First, HaplotypeCaller runs on each sample individually in GVCF mode (-ERC GVCF), producing per-sample GVCF files that include reference confidence blocks. Then GenomicsDBImport consolidates all GVCFs into a GenomicsDB workspace. Finally, GenotypeGVCFs performs joint genotyping across all samples simultaneously. This approach is scalable because new samples can be added to GenomicsDB without reprocessing existing ones.
What are the key VCF annotation fields I should understand?
Key INFO fields include QD (quality by depth), FS (Fisher strand bias), SOR (strand odds ratio), MQ (mapping quality), MQRankSum and ReadPosRankSum (rank sum tests). Key FORMAT fields include GT (genotype: 0/0, 0/1, 1/1), AD (allelic depth for ref and alt), DP (read depth), GQ (genotype quality), and PL (Phred-scaled genotype likelihoods). These annotations are used by both hard filtering and VQSR.
How do I call variants from RNA-seq data with GATK?
The RNA-seq variant calling pipeline differs from DNA-seq in several preprocessing steps: 1) Use STAR 2-pass alignment instead of BWA-MEM2, 2) Run MarkDuplicates, 3) Run SplitNCigarReads to handle splice junction reads with N-in-CIGAR, 4) Perform BQSR, 5) Run HaplotypeCaller. SplitNCigarReads is the critical RNA-seq-specific step that splits reads spanning introns into separate supplementary alignments.
What is a Panel of Normals and when is it used?
A Panel of Normals (PoN) is a VCF created from Mutect2 calls on multiple normal (non-tumor) samples. It captures recurrent technical artifacts and germline variants. During somatic calling, Mutect2 uses the PoN (--panel-of-normals) to filter out these artifacts, improving the specificity of true somatic variant detection. CreateSomaticPanelOfNormals merges the individual normal VCFs into the final PoN.
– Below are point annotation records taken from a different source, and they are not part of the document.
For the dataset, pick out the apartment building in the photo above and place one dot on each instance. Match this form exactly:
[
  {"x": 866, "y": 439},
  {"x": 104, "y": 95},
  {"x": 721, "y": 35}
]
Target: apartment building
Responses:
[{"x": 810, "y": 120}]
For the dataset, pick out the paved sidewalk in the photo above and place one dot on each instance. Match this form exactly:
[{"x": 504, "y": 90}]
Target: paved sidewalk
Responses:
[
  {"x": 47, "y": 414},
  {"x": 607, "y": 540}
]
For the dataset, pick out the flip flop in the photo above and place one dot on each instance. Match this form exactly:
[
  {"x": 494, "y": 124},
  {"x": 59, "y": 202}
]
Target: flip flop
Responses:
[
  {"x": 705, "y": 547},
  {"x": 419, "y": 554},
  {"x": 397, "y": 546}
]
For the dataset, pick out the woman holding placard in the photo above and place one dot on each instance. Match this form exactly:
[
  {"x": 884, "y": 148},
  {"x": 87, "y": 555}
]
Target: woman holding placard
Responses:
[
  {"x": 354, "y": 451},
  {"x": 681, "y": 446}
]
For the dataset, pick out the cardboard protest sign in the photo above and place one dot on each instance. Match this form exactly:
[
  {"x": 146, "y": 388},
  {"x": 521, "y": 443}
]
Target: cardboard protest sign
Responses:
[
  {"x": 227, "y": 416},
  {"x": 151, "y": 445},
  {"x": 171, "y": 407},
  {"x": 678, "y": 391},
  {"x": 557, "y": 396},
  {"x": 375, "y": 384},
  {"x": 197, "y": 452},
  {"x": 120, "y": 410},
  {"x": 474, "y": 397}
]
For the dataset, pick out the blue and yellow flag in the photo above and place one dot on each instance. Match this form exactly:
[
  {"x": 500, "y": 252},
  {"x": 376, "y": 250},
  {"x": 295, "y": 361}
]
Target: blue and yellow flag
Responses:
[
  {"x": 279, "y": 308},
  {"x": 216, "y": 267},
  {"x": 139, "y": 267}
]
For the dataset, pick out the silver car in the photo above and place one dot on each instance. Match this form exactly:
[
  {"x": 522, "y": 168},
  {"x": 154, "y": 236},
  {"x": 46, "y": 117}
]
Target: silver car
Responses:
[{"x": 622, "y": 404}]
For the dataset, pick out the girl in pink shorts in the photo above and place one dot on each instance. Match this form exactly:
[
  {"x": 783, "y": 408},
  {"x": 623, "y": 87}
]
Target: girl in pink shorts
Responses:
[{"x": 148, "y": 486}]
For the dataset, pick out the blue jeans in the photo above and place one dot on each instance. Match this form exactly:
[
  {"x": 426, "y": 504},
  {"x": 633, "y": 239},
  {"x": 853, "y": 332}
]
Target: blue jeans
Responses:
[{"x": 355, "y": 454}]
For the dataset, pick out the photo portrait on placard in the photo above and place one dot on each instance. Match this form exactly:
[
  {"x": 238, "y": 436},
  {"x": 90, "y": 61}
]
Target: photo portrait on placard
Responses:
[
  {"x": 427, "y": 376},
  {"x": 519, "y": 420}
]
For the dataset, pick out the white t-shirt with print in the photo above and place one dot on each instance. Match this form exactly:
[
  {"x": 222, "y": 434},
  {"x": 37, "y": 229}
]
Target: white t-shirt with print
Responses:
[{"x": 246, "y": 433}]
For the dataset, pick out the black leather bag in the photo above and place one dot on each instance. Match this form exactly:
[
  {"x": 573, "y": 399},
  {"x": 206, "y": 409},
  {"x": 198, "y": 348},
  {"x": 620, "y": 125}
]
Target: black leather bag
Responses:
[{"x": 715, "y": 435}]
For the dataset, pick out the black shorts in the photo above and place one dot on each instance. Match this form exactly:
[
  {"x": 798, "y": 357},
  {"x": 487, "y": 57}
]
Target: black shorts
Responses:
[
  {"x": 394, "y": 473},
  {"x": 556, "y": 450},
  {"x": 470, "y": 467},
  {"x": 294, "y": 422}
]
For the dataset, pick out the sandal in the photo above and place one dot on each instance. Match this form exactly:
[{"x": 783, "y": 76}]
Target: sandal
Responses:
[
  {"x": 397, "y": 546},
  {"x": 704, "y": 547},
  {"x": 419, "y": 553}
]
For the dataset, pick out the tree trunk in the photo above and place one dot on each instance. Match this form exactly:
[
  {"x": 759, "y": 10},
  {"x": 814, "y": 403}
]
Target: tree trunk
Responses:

What memory and threading options are available in GATK?
Use --java-options "-Xmx16g" to set Java heap memory (adjust based on your data size and available RAM). For threading, HaplotypeCaller supports --native-pair-hmm-threads for PairHMM parallelization. MarkDuplicatesSpark uses Spark-based parallelism with --conf spark.executor.cores. The --tmp-dir flag specifies a temporary directory for intermediate files, useful when the default /tmp has limited space.